# Egypt Valley Muzzloader success...2017



## 9Left (Jun 23, 2012)

Hunted Egypt Valley over the Muzzloader Season... it was a lot of walking and scouting over some big open country, but it was worth it...


----------



## the_ghost (May 5, 2011)

That is a nice big mature doe! Congrats!


----------



## sherman51 (Apr 12, 2011)

congrats on filling your stink pipe tag.
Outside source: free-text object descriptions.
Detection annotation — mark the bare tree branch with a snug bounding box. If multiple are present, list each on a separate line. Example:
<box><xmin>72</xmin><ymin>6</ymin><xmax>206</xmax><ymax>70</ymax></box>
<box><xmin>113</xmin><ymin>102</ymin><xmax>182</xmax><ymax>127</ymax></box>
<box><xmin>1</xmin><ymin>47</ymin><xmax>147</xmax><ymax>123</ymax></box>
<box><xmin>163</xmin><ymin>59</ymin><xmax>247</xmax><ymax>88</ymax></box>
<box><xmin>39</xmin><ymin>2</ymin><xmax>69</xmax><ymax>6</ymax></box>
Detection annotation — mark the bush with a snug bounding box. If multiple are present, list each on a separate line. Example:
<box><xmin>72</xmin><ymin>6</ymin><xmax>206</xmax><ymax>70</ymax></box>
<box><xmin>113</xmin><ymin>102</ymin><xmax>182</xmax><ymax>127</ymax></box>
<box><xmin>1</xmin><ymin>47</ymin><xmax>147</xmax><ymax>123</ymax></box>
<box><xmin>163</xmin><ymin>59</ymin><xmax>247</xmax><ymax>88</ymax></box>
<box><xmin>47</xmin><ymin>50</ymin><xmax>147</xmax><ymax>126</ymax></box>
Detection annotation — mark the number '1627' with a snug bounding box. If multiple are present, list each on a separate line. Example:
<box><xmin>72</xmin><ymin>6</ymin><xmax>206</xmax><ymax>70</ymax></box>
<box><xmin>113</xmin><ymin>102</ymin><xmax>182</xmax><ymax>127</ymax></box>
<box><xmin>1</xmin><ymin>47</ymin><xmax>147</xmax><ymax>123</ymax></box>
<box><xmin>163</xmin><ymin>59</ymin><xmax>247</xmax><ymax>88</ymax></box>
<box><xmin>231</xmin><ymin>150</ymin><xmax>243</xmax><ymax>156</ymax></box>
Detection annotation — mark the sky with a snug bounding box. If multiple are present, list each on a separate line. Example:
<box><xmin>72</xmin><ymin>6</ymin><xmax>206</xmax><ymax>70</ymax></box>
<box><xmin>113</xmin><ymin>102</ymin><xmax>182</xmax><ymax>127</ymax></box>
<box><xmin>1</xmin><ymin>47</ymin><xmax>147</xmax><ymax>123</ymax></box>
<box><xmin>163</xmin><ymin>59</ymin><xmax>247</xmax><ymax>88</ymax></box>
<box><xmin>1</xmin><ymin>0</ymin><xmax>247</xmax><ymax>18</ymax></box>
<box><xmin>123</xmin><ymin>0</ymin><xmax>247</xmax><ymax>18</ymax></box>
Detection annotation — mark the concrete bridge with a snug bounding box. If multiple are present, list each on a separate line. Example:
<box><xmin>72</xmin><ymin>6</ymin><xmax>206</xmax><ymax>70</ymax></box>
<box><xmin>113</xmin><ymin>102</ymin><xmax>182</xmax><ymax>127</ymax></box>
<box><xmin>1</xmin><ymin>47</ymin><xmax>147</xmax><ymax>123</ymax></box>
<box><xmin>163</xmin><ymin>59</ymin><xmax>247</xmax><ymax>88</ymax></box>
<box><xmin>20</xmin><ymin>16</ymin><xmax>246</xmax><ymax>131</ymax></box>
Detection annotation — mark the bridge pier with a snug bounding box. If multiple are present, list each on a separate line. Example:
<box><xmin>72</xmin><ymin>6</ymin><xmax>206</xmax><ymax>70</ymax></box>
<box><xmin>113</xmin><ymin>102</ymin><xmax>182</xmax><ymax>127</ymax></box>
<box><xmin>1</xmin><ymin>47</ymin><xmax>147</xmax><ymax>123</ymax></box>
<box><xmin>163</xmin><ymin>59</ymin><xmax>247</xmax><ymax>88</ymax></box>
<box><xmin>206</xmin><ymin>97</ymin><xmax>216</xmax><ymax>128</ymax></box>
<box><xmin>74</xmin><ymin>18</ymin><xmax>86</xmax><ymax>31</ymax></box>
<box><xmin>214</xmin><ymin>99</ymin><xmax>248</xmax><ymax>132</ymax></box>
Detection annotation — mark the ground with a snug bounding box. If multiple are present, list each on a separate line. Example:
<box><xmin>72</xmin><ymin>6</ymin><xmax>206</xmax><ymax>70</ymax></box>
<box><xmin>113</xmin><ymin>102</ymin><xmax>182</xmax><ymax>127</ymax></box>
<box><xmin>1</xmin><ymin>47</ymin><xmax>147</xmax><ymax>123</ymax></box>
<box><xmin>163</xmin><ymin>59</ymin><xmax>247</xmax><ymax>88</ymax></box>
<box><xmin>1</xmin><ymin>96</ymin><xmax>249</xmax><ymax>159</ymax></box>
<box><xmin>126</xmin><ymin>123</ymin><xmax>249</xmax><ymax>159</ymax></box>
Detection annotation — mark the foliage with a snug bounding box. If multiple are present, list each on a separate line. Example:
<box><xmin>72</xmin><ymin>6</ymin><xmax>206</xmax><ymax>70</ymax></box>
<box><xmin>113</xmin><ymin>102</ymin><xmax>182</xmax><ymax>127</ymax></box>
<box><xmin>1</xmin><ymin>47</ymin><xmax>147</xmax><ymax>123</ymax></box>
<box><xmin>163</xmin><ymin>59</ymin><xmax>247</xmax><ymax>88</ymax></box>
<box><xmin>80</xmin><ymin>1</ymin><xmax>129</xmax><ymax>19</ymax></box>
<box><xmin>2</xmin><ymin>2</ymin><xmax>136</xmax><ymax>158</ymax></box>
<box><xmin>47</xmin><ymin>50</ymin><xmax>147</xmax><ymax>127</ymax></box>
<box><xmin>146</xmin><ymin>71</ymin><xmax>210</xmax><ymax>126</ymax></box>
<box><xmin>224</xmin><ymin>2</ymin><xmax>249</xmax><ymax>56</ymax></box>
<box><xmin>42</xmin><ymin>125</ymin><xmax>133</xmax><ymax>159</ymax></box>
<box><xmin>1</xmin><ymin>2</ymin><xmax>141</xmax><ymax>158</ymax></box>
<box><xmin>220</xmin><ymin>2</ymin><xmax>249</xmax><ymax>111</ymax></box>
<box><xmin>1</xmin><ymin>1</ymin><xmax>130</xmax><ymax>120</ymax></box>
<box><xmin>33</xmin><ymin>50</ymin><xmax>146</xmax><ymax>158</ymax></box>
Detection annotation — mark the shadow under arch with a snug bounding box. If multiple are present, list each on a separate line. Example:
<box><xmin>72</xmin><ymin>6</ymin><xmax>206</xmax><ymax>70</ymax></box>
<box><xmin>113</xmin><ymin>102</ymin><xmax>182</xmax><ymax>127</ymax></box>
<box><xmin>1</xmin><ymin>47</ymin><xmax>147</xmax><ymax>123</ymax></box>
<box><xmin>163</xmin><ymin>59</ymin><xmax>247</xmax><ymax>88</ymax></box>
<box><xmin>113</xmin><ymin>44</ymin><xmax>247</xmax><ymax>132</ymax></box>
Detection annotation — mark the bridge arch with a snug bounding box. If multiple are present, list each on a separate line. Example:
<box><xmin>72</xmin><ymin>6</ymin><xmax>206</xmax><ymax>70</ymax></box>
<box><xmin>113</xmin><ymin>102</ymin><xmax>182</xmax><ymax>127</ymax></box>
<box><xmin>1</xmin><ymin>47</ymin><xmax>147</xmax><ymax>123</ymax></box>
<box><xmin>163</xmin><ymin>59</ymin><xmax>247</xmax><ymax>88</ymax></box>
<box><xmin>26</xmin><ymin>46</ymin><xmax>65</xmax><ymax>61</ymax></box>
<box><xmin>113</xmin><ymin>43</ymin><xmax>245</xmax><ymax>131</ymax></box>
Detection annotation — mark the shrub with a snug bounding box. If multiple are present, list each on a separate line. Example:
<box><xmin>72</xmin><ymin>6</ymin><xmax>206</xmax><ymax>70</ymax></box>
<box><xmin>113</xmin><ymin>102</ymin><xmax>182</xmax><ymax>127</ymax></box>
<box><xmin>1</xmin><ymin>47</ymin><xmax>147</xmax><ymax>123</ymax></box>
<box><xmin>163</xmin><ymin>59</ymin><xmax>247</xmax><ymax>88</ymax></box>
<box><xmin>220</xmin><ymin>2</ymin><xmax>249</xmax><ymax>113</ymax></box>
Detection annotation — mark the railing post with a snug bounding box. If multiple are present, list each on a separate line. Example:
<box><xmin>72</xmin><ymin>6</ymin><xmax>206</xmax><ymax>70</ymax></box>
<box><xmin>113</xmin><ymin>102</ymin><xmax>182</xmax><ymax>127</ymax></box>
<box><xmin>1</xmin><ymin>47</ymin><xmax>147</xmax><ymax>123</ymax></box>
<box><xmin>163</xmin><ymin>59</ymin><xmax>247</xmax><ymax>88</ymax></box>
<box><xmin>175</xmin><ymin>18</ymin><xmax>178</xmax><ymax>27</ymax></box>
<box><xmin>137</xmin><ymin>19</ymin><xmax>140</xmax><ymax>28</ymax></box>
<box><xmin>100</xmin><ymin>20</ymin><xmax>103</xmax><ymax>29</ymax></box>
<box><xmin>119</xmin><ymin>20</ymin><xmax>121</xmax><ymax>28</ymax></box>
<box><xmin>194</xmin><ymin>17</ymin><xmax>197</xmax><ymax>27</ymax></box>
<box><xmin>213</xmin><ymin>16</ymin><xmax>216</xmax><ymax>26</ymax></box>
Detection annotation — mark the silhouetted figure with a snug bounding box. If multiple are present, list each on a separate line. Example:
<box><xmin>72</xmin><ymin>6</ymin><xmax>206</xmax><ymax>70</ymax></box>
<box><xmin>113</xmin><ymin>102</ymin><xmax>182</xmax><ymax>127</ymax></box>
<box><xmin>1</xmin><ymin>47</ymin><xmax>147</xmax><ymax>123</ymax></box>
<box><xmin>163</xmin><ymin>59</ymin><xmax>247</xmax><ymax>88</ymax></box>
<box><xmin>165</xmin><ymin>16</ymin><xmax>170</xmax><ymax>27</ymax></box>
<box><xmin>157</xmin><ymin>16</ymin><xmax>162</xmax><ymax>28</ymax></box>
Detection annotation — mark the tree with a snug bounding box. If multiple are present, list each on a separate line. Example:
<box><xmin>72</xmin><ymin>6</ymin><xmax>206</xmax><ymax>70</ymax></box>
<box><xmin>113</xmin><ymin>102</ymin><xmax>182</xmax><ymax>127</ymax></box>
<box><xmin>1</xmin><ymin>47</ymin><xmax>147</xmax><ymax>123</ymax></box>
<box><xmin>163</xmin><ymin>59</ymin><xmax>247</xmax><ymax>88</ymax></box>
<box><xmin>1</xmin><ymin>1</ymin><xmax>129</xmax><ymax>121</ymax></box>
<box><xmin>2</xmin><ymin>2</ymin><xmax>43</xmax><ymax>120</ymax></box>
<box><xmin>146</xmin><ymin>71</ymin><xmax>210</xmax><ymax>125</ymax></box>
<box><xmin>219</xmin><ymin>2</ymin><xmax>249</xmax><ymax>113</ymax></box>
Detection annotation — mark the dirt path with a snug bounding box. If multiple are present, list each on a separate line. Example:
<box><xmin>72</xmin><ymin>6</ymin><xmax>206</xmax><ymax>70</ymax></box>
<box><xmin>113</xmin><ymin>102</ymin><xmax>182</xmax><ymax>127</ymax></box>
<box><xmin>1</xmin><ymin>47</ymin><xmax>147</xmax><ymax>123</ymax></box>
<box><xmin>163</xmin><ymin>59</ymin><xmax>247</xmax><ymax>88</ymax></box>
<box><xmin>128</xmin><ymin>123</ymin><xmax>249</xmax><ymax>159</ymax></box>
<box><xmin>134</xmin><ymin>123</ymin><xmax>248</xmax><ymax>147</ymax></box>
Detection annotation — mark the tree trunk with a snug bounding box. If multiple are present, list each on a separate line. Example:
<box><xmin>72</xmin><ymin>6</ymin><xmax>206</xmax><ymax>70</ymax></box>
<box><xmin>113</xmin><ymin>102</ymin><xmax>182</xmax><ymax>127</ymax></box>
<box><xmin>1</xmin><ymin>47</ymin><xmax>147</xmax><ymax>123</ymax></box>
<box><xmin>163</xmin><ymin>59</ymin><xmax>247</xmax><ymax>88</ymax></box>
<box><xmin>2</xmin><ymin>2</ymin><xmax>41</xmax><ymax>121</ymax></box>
I love hunting our ml season.
sherman


----------



## chris1162 (Mar 12, 2008)

Awesome job carl!


----------



## hopin to cash (Sep 14, 2010)

That area is vast nice job.


----------



## SMBHooker (Jan 3, 2008)

Freezer full..... Mission accomplished.


----------



## 9Left (Jun 23, 2012)

thanks fellas!


----------



## ML1187 (Mar 13, 2012)

Love that pic Carl- can't beat a TC!
Congrats


----------



## SongDogBuster (Jan 17, 2010)

Had a great ending to another great Ohio Deer Hunting season


----------



## 9Left (Jun 23, 2012)

sooooo.... you shot those at Egypt Valley?


----------



## SMBHooker (Jan 3, 2008)

I had never heard of Egypt Valley 9Left.


----------



## 9Left (Jun 23, 2012)

check it out SMB.... Egypt Valley Wildlife Area ... 14,000+ acres of biiig open country dotted with thickets, valleys, peaks, plateaus, creeks, ponds...


----------